Werden die Afrikaner in Kenia nur für Liebesdienste benutzt?

Jambo! War gerade 4 Monate am beach nahe Mombasa von white sands bis pirates. Was ich dort erlebt habe, hat mich doch schockiert. Ich hatte das Gefühl, dass es sich dort nicht um ein "einfaches" Sextourismus-Geschäft handelte. Die Methoden zur Beschaffung und zum abkassieren der Touristen erinnerten mich an die Mafia. Ich habe nur zwei Mixpaare gleichen Alters getroffen, die eine ganz normale Beziehung hatten. Ein Paar lebt in Kenia, das andere Pärchen in Deutschland. Die anderen Frauen und Männer haben ihre afrikanischen Partner ausgehalten und wurden ständig bestohlen, angebettelt, belogen und betrogen. Meist beginnt es erst mit täglich kleinen Beträgen oder Waren. Letztlich geht es um tausende von Euro. Eine gute Möglichkeit des Diebstahles bekommt der Partner, wenn Besuch kommt. Da hat man gleich bemerkt, dass es der Besucher gewesen sein muß, weil vorher als man allein war, passierte nichts.
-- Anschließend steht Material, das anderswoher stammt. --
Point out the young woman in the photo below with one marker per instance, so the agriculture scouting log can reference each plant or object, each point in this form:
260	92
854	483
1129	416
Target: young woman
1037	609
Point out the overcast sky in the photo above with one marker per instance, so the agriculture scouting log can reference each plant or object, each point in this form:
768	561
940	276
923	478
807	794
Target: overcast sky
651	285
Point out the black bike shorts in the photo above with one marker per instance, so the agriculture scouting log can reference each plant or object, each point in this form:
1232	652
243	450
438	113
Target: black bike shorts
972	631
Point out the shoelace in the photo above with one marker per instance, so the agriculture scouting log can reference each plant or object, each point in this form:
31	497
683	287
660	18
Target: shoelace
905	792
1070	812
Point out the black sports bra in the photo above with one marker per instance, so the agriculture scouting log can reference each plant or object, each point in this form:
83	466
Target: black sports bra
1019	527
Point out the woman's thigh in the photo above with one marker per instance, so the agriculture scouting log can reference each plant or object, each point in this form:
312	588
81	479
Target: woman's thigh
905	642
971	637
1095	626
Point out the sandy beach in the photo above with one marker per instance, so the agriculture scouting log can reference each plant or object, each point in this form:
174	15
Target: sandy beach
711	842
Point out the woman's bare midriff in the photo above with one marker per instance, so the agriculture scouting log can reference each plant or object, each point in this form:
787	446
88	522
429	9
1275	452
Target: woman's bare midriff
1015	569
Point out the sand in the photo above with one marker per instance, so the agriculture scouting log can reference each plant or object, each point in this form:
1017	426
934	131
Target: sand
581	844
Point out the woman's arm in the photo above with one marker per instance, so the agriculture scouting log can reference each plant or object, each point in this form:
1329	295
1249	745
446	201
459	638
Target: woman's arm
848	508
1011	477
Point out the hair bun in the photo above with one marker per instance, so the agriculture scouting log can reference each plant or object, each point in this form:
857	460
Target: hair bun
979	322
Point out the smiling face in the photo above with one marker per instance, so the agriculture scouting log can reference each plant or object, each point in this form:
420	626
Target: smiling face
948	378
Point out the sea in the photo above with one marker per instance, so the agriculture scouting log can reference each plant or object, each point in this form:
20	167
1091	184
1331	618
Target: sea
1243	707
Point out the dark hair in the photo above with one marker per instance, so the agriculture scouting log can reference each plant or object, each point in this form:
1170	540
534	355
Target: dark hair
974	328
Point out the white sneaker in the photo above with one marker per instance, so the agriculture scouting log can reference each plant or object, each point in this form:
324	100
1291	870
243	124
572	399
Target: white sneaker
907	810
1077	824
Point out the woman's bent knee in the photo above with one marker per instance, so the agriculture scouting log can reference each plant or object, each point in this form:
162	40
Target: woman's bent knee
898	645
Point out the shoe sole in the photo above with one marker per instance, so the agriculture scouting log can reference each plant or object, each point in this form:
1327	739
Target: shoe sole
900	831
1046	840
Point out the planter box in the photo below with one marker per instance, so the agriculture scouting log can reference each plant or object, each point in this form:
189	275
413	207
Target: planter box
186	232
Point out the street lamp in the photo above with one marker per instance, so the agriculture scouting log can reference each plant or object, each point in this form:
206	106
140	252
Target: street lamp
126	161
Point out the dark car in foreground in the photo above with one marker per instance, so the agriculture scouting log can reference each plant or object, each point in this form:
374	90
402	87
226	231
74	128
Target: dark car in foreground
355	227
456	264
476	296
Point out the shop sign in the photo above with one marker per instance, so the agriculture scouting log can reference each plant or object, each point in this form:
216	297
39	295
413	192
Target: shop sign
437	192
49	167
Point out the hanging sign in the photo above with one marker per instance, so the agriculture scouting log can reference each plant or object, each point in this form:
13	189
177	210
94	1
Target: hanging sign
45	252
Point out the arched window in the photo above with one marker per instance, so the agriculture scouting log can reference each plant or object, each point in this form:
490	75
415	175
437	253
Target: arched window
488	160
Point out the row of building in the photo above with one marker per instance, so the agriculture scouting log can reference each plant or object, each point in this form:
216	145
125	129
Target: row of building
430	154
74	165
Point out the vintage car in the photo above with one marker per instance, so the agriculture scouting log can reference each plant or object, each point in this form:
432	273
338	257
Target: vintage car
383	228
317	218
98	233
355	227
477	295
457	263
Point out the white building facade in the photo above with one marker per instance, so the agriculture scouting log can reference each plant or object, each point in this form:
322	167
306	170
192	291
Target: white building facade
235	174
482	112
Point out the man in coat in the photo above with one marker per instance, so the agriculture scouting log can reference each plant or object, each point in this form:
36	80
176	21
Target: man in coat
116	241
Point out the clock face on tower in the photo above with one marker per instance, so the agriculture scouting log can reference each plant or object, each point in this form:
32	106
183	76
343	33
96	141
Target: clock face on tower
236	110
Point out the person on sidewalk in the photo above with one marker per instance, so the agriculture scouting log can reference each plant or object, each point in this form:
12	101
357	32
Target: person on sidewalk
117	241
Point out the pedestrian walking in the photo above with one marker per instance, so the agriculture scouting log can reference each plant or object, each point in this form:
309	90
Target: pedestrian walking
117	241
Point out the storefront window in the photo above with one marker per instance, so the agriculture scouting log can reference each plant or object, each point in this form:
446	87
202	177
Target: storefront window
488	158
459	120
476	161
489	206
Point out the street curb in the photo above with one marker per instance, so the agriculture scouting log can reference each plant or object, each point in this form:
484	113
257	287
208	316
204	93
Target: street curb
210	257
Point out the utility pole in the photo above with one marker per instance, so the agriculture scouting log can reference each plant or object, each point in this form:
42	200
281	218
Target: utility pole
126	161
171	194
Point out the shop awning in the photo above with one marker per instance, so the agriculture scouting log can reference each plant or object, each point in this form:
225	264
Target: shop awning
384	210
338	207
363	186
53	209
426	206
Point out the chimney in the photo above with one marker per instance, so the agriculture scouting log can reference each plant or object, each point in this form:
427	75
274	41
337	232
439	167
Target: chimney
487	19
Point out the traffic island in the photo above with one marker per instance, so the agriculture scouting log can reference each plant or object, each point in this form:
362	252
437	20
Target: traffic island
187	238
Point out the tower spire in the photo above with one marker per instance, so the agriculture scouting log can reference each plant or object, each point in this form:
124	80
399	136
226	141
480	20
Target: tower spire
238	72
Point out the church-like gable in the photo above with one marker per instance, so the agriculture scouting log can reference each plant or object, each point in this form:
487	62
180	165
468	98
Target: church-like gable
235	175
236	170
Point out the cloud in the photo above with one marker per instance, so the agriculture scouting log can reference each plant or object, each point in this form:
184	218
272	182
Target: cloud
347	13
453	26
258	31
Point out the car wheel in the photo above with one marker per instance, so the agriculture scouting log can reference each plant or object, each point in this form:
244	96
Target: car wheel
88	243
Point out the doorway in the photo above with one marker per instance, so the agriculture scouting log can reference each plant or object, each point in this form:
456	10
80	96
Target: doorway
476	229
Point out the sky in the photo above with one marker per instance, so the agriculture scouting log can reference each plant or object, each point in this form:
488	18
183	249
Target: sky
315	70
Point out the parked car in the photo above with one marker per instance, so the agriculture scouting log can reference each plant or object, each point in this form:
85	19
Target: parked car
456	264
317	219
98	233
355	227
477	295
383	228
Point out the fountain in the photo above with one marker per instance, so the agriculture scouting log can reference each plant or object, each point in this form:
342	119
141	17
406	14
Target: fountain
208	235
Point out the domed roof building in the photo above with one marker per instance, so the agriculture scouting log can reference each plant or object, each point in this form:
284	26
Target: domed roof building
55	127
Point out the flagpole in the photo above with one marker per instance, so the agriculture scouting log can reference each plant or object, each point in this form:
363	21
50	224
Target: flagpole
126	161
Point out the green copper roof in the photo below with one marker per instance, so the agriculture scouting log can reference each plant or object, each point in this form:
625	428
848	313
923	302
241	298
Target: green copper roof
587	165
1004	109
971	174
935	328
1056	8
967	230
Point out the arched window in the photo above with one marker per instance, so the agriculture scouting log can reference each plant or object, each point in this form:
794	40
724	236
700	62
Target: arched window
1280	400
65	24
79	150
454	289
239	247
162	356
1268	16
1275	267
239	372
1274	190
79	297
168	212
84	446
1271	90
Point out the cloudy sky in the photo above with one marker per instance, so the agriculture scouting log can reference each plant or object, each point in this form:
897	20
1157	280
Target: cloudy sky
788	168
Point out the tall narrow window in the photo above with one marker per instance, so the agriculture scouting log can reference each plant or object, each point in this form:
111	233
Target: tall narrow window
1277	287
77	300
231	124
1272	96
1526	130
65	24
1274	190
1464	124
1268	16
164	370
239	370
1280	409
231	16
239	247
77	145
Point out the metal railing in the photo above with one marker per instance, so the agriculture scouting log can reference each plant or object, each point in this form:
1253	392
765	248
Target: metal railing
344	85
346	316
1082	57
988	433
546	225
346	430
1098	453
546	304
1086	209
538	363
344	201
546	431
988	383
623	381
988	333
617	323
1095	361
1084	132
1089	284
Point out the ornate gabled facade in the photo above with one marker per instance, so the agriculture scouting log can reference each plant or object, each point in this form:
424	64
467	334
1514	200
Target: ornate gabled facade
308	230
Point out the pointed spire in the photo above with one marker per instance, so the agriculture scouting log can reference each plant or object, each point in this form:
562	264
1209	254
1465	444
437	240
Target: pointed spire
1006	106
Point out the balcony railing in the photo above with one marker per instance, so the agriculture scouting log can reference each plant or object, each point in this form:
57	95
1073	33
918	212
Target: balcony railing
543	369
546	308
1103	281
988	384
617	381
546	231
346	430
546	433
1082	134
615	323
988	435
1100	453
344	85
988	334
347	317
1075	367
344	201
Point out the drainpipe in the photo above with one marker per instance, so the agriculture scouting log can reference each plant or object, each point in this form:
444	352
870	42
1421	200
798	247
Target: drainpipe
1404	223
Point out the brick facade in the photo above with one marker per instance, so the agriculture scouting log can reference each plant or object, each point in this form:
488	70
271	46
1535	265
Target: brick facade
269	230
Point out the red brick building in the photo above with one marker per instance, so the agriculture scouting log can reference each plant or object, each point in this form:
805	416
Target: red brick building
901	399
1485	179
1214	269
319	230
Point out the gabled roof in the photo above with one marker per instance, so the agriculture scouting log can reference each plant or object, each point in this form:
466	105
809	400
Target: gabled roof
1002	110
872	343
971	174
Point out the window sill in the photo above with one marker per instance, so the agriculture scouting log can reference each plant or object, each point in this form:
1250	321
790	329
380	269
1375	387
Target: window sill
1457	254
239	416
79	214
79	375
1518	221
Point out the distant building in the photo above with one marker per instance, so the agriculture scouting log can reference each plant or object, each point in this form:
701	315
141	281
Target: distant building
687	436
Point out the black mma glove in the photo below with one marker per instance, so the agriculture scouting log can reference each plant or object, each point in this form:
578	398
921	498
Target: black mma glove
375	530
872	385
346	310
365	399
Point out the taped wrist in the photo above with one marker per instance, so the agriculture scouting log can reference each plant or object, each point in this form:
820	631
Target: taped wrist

Wenn man mal ehrlich ist, was muss man im eigenen Land für eine 24 Stunden Betreuung mit Putzen, Kochen und täglichen Liebesdiensten bezahlen? Da ist der afrikanische Sex Diensleister schlecht bezahlt - nur ein wenig Essen, Trinken, Schlafen und Kleidung!

Beach Hotels und die bezahlte Liebe am Strand von Kenia.

Geschäft mit der bezahlten Liebe am Strand von Kenia.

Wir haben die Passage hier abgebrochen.